Anoche soñé con Moncho García. Estoy seguro que me visitó en sueños para reclamarme algo, por qué otra razón me iba a visitar desde el más allá, sino para dejarme algún mensaje, algo que no pudo hacer o decir. Tengo que reconocer que me quedó cierta angustia, y culpa, que de no haberlo soñado, hubiese seguido perdido en mi memoria.
Tenía la mirada triste, y el brillo de las lágrimas que se negaban a caer, como si se hubieran congelado en los lagrimales. Ahora lo veía en mi mente, anclado en los ojos. Yo los cerraba con furia, pero al abrirlos, él retornaba con esa tristeza agobiante.
Moncho trabajaba en el banco X conmigo, fue uno de los tres compañeros secuestrados durante la dictadura, y el único que volvió. No se sabe por qué lo liberaron, pero puedo dar fe de que su padre hizo de todo para conseguirlo. Después de recuperarse físicamente, volvió al trabajo, pero ya no era el mismo. Con el tiempo nos empezamos a acostumbrar a su cambio y también a sus largos silencios.
Un día se arrimó y me dijo: —¿Ves a ese tipo de pantalones marrones y camisa blanca que está en el mostrador donde se pagan los cheques de los empleados estatales?
—Sí, claro, lo veo —le respondí.
—Fue mi torturador, el que me pegaba y vejaba.
Me lo dijo de una manera que me heló la sangre. No había tristeza, ni odio. Ningún sentimiento de repudio a la vista. Simplemente se quedó mirándolo, como si estuviera todavía atrapado en una telaraña. Le temblaban las manos, y para ocultarlo, las metía en los bolsillos, pero era imposible disimular, tenía una palidez de muerte.
Se me hizo un nudo en la garganta y me llené de odio. Creo que si hubiese tenido un arma, le disparaba sin miramientos a quemarropa. Moncho lo siguió observando, con esa mirada oblicua de vaca que va al matadero sabiendo lo que iba a ocurrir, y el hijo de puta del torturador, hasta parecía un viejito de esos que sacan a pasear al perro y conversan con chicos. Los tipos como él, creen que cumplieron con su deber, por eso caminan con la frente alta.

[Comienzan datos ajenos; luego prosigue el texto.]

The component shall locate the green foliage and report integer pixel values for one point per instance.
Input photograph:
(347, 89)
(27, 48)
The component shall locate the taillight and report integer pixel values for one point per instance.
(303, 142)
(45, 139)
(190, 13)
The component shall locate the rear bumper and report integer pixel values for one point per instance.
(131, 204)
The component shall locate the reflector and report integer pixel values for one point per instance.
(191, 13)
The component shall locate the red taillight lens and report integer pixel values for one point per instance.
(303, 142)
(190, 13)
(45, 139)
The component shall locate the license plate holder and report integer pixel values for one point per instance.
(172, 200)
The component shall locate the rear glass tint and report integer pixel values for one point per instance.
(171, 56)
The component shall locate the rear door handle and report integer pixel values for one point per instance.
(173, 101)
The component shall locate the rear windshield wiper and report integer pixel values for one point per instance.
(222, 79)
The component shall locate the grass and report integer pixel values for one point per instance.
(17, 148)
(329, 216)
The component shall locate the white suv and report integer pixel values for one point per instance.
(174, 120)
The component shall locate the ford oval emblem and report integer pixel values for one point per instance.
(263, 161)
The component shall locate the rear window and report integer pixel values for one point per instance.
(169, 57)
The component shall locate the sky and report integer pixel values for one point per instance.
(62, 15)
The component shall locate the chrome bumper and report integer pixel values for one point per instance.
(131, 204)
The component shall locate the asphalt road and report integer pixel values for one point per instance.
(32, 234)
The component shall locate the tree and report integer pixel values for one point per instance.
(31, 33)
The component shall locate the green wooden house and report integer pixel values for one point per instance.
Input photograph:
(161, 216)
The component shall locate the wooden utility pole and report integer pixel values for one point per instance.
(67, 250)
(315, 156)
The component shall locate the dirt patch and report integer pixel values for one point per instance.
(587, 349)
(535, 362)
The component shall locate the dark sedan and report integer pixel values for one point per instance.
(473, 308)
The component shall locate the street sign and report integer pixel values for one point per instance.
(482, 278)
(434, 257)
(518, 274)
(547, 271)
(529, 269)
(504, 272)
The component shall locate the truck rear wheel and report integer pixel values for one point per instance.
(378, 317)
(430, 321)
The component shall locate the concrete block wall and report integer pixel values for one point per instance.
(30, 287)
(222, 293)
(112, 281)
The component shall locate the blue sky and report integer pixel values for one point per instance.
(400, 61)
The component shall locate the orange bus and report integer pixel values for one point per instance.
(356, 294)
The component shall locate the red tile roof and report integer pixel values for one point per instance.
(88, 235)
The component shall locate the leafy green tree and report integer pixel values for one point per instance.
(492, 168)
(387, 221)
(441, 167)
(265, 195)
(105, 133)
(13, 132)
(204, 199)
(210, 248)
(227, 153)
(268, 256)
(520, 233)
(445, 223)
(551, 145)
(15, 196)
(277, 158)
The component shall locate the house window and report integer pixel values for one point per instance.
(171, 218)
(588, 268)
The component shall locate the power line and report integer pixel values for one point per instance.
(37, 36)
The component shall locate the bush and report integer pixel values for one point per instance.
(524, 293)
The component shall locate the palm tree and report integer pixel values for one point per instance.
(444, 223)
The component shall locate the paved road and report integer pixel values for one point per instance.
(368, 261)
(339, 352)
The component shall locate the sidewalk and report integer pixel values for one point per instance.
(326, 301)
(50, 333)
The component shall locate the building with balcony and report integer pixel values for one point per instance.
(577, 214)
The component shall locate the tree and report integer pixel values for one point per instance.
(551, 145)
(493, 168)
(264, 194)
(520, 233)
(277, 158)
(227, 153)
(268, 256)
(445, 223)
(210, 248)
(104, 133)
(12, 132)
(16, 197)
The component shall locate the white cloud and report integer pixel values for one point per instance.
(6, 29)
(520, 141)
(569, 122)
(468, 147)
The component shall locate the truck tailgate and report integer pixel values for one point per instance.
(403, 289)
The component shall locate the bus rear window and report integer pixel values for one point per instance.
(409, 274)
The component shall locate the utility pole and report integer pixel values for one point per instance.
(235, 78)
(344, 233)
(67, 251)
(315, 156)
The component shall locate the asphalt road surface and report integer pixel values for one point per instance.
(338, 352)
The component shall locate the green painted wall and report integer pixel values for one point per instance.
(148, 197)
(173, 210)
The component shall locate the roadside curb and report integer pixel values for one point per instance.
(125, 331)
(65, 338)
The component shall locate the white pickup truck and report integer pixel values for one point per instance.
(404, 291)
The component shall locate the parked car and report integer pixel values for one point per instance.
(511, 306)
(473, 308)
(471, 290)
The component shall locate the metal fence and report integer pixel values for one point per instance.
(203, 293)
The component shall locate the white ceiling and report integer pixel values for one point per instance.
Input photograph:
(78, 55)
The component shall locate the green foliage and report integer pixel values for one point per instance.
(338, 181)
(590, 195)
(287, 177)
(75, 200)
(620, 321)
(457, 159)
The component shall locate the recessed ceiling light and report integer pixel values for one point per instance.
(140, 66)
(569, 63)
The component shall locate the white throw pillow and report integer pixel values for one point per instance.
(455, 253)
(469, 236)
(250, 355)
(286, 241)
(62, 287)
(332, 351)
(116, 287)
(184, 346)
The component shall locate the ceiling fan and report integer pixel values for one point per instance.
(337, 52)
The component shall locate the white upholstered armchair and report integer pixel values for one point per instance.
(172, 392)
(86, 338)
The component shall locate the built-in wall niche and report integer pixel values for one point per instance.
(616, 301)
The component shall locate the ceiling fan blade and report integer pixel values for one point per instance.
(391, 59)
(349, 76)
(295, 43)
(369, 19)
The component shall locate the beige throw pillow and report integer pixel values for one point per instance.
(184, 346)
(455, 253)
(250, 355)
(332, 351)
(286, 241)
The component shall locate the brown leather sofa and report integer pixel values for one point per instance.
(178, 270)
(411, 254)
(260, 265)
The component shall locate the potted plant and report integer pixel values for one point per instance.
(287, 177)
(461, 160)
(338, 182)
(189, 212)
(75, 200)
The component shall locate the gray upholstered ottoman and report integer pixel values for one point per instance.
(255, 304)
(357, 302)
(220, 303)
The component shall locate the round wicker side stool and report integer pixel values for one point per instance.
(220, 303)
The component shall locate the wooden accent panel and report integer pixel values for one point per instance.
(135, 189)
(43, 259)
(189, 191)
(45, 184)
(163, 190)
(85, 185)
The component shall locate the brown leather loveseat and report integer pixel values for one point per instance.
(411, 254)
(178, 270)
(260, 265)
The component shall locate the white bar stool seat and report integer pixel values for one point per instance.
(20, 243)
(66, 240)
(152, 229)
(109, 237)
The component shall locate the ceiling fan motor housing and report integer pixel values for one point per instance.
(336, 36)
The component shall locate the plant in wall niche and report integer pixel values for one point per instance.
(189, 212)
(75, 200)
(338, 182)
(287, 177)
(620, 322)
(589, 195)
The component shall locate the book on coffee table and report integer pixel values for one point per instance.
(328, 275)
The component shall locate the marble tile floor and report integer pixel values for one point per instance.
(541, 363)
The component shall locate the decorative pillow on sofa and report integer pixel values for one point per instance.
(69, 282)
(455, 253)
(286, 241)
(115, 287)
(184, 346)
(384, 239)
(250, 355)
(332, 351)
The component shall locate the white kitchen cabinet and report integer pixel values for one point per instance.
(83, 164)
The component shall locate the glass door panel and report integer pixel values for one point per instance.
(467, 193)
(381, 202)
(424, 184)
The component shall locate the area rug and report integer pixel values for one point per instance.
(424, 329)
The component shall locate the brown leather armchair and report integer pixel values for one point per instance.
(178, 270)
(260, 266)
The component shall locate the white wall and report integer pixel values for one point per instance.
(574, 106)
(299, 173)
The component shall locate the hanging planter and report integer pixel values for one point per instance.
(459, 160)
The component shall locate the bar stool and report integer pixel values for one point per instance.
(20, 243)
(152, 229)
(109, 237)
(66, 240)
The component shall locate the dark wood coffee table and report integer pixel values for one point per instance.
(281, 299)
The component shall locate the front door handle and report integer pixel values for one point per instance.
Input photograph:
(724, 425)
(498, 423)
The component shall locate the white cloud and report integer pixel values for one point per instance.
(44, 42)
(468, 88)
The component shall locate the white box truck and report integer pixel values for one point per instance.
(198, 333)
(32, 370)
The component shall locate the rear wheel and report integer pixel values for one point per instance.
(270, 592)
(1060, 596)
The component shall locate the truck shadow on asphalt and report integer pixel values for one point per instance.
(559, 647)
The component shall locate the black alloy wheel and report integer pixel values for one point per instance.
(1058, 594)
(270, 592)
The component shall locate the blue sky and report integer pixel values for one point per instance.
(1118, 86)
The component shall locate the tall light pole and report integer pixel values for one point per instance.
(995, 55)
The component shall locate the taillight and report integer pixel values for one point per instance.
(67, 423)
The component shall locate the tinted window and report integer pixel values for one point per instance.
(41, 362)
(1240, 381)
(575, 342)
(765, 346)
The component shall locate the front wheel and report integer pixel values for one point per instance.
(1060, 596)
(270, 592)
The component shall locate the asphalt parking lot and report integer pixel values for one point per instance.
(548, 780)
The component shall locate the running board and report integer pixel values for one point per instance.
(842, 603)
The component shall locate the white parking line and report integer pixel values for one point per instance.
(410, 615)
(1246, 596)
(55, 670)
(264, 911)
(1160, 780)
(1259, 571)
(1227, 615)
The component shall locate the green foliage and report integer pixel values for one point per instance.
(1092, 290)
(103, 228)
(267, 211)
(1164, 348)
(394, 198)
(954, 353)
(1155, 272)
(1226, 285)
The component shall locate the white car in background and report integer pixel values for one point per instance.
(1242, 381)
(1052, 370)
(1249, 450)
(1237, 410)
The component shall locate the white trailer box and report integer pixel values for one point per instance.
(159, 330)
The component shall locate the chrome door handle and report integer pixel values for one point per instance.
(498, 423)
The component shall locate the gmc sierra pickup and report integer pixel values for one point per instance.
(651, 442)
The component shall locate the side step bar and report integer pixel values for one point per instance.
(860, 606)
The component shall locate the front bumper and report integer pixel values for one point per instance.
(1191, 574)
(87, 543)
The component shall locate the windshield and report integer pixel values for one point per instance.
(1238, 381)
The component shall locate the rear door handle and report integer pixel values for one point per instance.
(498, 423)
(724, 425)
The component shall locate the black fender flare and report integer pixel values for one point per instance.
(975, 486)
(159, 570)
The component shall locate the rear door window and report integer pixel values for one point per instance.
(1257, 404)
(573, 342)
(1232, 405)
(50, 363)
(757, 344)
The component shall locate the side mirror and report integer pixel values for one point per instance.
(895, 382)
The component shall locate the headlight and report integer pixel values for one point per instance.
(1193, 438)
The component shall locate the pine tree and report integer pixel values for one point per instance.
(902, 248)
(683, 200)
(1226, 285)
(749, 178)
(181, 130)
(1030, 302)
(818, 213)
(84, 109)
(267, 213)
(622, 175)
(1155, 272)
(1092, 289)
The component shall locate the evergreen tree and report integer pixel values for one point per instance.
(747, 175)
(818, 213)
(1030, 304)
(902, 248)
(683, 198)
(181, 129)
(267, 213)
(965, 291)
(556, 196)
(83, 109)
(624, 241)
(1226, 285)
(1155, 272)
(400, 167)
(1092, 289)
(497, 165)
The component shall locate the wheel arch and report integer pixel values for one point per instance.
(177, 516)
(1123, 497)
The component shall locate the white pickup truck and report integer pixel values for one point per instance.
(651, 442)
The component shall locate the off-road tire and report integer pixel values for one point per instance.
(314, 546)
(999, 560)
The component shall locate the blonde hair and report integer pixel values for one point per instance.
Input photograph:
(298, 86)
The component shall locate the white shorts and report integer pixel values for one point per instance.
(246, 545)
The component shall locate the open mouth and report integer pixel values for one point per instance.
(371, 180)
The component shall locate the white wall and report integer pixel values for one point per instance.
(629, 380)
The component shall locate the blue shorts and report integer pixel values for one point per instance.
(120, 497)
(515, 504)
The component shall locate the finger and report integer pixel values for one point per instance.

Entonces entendí porque esa visita en el sueño. Yo había dado vuelta la página, aún así, el odio seguía adentro. No había podido despegar de esas situaciones. Repetía la frase hecha “La vida sigue su curso”, cada mañana frente al espejo, como una oración salvadora, pero estaba vacío, no tenía contenido. Era lo que él me quería transmitir: que yo también había quedado atrapado en una telaraña.